Zero gradient problem..please help

this the first time I post here,
I am new in Pytorch, I am trying to train my first image recognition with MNIST.
I noted when I don’t use transforms.Normalize((0.5,), (0.5,)) , The NN wights don’t change, and the gradient remains zero, but when I use the normalization the wights are updated and the gradient change, why is that?

transform = transforms.Compose([transforms.ToTensor(),
transforms.Normalize((0.5,), (0.5,)),
])
mnist_train = datasets.MNIST("./", train=True, download=True, transform=transform)
train_loader = DataLoader(mnist_train, batch_size=batch_size, shuffle=False)

input_size=784
hidden_size=100
output_size=10
network = nn.Sequential(
nn.Linear(input_size, hidden_size), # First layer (hidden)of the network takes the entire image and reduces it to 100 dimensions
nn.ReLU(),
nn.Linear(hidden_size, output_size), # The second layer(output) takes those 100 dimensions and reduces them into estimeated values for each digit
nn.Softmax(dim=1)
)

images, labels = next(iter(train_loader))
images = images.view(-1,784)
labels=torch.eye(10)[labels]
output = network(images)
los_fun=nn.MSELoss()
loss = los_fun(output, labels) #calculate the loss

print('Before backward pass: \n', network[0].weight.grad)
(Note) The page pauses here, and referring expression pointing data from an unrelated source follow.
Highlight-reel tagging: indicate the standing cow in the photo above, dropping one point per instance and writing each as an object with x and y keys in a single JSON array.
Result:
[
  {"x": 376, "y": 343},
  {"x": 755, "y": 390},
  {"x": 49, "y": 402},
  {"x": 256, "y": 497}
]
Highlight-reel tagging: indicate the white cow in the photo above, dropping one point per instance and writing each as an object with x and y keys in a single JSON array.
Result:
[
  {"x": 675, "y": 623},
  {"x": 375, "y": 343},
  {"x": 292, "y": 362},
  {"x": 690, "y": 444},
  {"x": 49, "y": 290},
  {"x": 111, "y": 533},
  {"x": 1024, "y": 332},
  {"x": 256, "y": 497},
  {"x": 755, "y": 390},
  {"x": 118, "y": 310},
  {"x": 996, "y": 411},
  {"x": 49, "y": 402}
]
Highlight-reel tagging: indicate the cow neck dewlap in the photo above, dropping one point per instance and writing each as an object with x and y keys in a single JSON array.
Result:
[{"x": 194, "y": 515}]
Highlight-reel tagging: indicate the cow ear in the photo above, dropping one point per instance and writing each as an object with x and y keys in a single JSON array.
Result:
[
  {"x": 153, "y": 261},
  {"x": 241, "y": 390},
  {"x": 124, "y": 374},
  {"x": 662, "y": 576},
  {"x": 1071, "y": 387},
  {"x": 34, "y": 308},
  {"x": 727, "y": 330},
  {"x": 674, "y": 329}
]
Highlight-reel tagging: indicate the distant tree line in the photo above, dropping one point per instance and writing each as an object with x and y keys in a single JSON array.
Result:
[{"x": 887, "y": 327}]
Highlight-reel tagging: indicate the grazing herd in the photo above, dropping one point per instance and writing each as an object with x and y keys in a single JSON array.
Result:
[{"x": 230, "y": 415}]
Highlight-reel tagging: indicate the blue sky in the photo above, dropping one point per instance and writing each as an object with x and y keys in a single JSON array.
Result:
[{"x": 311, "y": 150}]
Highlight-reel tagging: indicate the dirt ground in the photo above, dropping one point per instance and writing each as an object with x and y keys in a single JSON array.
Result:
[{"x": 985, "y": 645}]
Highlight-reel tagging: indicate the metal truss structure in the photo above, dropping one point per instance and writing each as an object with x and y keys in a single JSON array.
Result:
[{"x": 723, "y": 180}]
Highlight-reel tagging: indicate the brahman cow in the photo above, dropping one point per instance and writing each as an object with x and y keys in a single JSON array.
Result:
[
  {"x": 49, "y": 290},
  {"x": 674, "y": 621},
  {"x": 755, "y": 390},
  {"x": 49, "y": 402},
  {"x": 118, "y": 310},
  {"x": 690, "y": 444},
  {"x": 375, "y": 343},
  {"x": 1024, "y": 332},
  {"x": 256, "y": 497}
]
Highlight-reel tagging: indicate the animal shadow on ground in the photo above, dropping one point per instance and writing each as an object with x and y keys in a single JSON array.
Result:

loss.backward() # to calculate gradients of parameter 
print('After backward pass: \n',network[0].weight.grad)

optimizer = optim.SGD(network.parameters(), lr=0.01, momentum=0.9)

print('Initial weights - ', network[0].weight)

images, labels = next(iter(train_loader))
images = images.view(-1,784)

Clear the gradients, do this because gradients are accumulated

optimizer.zero_grad()

Forward pass

output = network(images)
labels=torch.eye(10)[labels]

loss = los_fun(output, labels)

the backward pass and update weights

loss.backward()
print(‘Gradient -’, network[0].weight.grad)

What transforms.Normalize((0.5,), (0.5,)) does ;

(X - mean(X) )/ std(X)

Where X is image data
Mean (X) mean pixel value of X
std(X) standard deviation of X

The normalize function normalizes your data to be with the range of (-1, 1)
So using values 0.5 as mean and standard deviation means that your dataset has been scaled to range (0, 1).
If your dataset is not scaled to range (0, 1) before normalize, the u either scale them by dividing the raw image by 255 or setting ur mean and std in normalize function to 255/2.

After the loss.backward() you school also call the optimizer.step() function those are what the backward propagation and weight update consists of.

If u did that then::point_down:

As for why your gradients don’t change without the normalize, this is the 1st time I’m hearing such
Does it change but the change is very minute and insignificant or it doesn’t change at all?